11.definição de aspectos importantes para a elaboração das leis orçamentárias, nomeadamente o exercício financeiro, aa vigência, os prazos, a elaboração e organização de tais normas (art. 165, §9º, I, da CF).

12.normas de gestão financeira e patrimonial da administração direta, indireta e requisitos para intitução e funcionamento de fundos públicos (art. 165, §9º, II, da CF).

13.definição de critérios objetivos e equitativos para execução de emendas parlamentares impositivas, quando houver algum impedimento para a execução da totalidade dessas emendas (art. 165, §9º, II, da CF).

Vejam algumas questões de concursos anteriores relacionadas à obrigatoriedade de a União editar lei complementar no tocante às normas gerais de direito financeiro.

1.CESPE/PGE-BA/2014 - “O instrumento legislativo exigido pela CF, na esfera federal, para dispor sobre normas de finanças públicas é sempre a lei complementar.” Essa questão está correta porque a Constituição Federal (CF) prevê, em seu artigo 163 da CF que lei complementar deve disciplinar as finanças públicas e estabelecer normas de gestão financeira e patrimonial da administração direta e indireta.

2.CESPE/Analista/TCE-RJ/2021 - "A Lei n.º 4.320/1964, que estatui normas gerais de direito financeiro para elaboração e controle dos orçamentos e balanços do poder público em geral, foi recepcionada com status de lei complementar pela Constituição Federal de 1988." Essa questão também está correta porque a Lei n.º 4.320/1964, apesar de ter sido editada antes da CF de 1988, foi recepcionada por esta como lei complementar, uma vez que trata de matérias reservadas a esse tipo de lei pela CF, conforme mencionado na questão anterior. Assim, a Lei n.º 4.320/1964 está em pleno vigor e só pode ser alterada por outra lei complementar.

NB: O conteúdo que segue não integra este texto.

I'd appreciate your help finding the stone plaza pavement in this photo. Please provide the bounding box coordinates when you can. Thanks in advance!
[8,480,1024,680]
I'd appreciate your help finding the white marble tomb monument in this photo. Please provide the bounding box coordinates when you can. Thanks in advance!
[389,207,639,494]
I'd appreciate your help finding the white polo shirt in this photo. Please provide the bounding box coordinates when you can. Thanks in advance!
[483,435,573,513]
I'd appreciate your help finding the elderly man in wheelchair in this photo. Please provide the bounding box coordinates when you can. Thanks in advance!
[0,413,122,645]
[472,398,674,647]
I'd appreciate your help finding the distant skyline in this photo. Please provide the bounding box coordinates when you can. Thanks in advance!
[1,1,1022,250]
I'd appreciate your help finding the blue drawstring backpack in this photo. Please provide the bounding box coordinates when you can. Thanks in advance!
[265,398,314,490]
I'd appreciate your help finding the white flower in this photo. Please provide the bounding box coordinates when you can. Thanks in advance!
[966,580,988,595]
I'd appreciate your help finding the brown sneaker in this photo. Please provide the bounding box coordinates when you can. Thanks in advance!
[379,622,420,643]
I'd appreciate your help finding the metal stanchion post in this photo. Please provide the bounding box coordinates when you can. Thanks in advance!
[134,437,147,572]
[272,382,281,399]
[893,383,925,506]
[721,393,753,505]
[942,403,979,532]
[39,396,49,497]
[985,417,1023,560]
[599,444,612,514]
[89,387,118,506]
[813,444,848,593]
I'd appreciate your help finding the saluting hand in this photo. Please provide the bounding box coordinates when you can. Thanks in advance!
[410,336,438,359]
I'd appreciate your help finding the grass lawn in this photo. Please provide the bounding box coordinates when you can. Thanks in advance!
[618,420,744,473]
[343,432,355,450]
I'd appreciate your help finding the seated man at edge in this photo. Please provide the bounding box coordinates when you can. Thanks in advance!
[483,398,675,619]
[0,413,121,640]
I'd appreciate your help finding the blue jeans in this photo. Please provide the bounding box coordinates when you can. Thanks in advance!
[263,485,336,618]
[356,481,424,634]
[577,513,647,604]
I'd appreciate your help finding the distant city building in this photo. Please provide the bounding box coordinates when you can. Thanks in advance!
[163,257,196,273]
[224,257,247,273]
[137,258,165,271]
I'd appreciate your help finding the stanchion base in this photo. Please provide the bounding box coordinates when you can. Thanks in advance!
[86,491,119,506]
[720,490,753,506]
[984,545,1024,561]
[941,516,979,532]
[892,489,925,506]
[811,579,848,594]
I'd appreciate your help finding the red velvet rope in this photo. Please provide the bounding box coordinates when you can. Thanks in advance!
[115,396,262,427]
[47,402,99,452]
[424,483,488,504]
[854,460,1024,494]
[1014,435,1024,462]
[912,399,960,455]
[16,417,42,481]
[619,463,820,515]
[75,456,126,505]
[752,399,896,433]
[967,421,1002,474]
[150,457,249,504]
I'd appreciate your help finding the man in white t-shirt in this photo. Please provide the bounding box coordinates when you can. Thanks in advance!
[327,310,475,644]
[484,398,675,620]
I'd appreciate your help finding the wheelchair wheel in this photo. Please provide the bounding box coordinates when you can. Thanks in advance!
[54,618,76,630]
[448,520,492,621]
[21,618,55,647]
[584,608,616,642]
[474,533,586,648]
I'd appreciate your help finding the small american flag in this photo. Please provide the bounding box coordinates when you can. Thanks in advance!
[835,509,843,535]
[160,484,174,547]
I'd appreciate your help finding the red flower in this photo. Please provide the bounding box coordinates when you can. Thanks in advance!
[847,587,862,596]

3.CESPE/PGE-PI/2014 - "A Lei n.º 4.320/1964, apesar de ser lei ordinária, foi recepcionada pela CF com status de lei complementar, só podendo, hoje, ser alterada por lei dessa estatura." Essa questão está correta pelo mesmo motivo da questão do TCE-RJ/2021. A Lei n.º 4.320/1964 foi recepcionada pela CF como lei complementar e só pode ser modificada por outra lei desse mesmo nível.

4.CESPE/Analista/TCE-PR/2014 - "A lei que dispõe sobre finanças públicas e fiscalização financeira da administração direta e indireta é lei ordinária." Essa questão está errada porque a lei que dispõe sobre finanças públicas e fiscalização financeira da administração direta e indireta é lei complementar, conforme os artigos 163, I e V, da CF.

5.CESPE/TRF5/2011 - "Cabe a lei ordinária federal dispor sobre a fiscalização financeira da administração pública direta e indireta, bem como sobre operações de câmbio realizadas por órgãos e entidades da União, dos estados, do DF e dos municípios." Essa questão está errada porque cabe a lei complementar federal dispor sobre essas matérias, conforme os artigos 163, V e VII, da CF.

Além das normas gerais sujeitas a lei complementar, a União, assim como os Estados e Municípios, também tem competência para legislar sobre suas próprias finanças públicas, com a edição do plano plurianual (PPA), da Lei de Diretrizes Orçamentárias (LDO) e da Lei Orçamentáriai Anual (LOA).